Analysts downwardly revised their ratings and price targets on Apple Inc. (AAPL), Chipotle Mexican Grill, Inc. (CMG), and Pandora Media Inc (P)

by Alex Eppstein

Published on Oct 26, 2016 at 9:12 AM

Analysts are weighing in on blue chip Apple Inc. (NASDAQ:AAPL), restaurant operator Chipotle Mexican Grill, Inc. (NYSE:CMG), and music discovery stock Pandora Media Inc (NYSE:P). Here's a quick roundup of today's bearish brokerage notes on AAPL, CMG, and P.
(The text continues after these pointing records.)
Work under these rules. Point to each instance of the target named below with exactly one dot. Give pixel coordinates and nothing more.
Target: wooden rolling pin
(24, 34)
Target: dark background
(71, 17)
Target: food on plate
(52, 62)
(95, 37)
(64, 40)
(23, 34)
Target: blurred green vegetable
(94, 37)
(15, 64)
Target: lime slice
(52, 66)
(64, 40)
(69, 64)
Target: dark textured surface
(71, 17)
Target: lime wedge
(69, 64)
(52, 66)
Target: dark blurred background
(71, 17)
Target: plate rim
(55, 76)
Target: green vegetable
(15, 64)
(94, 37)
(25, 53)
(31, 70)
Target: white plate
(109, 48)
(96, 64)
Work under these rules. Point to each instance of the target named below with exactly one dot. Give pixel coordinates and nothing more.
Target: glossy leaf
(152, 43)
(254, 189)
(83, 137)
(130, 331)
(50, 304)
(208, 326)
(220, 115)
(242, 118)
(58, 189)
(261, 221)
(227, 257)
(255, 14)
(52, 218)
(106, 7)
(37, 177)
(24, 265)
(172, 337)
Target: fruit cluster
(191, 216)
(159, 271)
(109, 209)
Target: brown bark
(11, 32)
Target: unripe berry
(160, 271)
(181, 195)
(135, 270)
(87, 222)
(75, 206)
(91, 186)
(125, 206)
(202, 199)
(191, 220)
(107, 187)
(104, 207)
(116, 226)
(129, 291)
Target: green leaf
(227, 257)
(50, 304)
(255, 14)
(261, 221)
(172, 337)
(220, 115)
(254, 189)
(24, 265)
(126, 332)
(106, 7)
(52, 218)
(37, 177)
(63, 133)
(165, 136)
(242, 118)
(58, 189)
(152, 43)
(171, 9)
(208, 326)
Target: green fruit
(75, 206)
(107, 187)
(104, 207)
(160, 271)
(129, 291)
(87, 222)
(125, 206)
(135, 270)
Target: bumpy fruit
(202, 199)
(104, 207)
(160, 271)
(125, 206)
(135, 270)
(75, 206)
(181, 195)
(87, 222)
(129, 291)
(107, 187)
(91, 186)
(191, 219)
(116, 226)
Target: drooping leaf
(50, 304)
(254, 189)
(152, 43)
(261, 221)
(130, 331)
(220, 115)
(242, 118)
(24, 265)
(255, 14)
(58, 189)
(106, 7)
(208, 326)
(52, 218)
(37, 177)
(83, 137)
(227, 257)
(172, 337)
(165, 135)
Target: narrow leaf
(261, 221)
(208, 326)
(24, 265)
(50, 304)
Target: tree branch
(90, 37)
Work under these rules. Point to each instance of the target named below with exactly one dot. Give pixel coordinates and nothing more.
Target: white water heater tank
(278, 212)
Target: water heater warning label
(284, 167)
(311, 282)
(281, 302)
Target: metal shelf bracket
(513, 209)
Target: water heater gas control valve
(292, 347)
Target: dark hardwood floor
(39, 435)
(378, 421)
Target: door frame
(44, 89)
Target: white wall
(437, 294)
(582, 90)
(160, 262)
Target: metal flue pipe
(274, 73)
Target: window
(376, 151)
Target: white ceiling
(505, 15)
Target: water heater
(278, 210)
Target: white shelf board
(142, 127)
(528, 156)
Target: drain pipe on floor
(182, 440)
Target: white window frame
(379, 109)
  • AAPL is pointed 3.3% lower pre-market, as an earnings beat gets overshadowed by a third straight quarterly decline in sales. Analysts are reacting differently to the report, with Stifel cutting its rating to "hold" from "buy" and trimming its price target to $115 from $130, citing a weak iPhone sell-through rate and the lack of an upside catalyst. However, at least six other brokerage firms have upped their target prices on Apple Inc., which landed at $118.25 yesterday -- up 32% from its mid-May lows south of $90. Meanwhile, options traders have been setting their sights higher -- but potentially paying low prices -- per data from the International Securities Exchange (ISE), Chicago Board Options Exchange (CBOE), and NASDAQ OMX PHLX (PHLX). Specifically, AAPL's 10-day call/put volume ratio of 2.23 rests only 8 percentage points from an annual peak.
  • CMG is poised to plunge 3.7% at the open, following an underwhelming earnings report and a round of bearish brokerage attention. Credit Suisse was among several analysts to weigh in negatively, reducing its rating to "neutral" and slashing its price target to $375 from $500. Likewise, BTIG expressed concerns over the chain's lagging sales, as well as "the timing and magnitude of many of the initiatives" implemented by the company to win back customers. Bucking the trend, Barclays boosted its price target on Chipotle Mexican Grill, Inc. to $405 from $395. Frankly, the stock has done little over the past 12 months to merit optimism, dropping 38.5% to $405.67. Not surprisingly, short interest has piled up on CMG, representing one-fifth of its float -- an amount that would take a whole week to buy back, at the stock's average trading level.
  • Ahead of the bell, P shares have sunk 8.9% in the wake of a wider-than-expected quarterly loss and weak guidance. Analysts aren't impressed, as evidenced by a downgrade to "underweight" at Albert Fried & Company, and at least six price-target reductions. RBC, however, is holding out hope, raising its target price on Pandora Media Inc to $14 from $13. Yesterday, the stock ended at $12.18, its lowest settlement price since late July. If short sellers have their druthers, losses will accelerate on P. Nearly 24% of the stock's float is dedicated to short interest, which would take two weeks to cover, at Pandora's typical pace of trading.